Book 8: The Sound of one hand clapping by Richard Flannagan.
This is probably one of the most heart-wrencing books I have ever read. It begins in Tasmania in the 1950’s with a young girl whose mother committs suicide, and her immigrant, alcoholic father who is trying to desperately to escape his brutal past. He then bashes and beats his daughter til she finally leaves. 20 years later she returns to see him and the story resumes again. As you can imagine very depressing but it is beautifully written with redemption at the end. Transformation and redemption are key themse for me at the moment so it hit home in some ways and so I actually quite enjoyed reading it. Here is a quote I really liked:
“There was something about Bojan Buloh that strange evening something that approached the most curious innocence. As if innocence, thought Sinja, were not something one had before it was lost, a natural state into which one was born before life sullied it forever, but rather something that could only be arrived at after one had journeyed through all the evil life could manifest. He was lost and condemned to loss, he was damned and lived with the damned, but somehow, somehow because of what he had lived through he had acquired an innocence.”
Movie 4: Harry Potter and the Half Blood Prince.

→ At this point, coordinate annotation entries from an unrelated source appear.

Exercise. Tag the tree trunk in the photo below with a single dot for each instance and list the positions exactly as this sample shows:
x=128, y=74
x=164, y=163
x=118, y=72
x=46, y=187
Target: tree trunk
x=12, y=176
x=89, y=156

I liked it although I was glad I had read the books. It missed so much which didn’t overly trouble me as I was able to fill in the rest for myself but Martin asked me a few questions after which made me realise that it would have lacked much without having read them. Like others have said I thought the first kiss was fairly poor but I can’t complain about anything else. I thought the child Voldermort was the freakist child and Snape and the other “baddies” as usual outshon the “goodies” but they didn’t do too badly either really.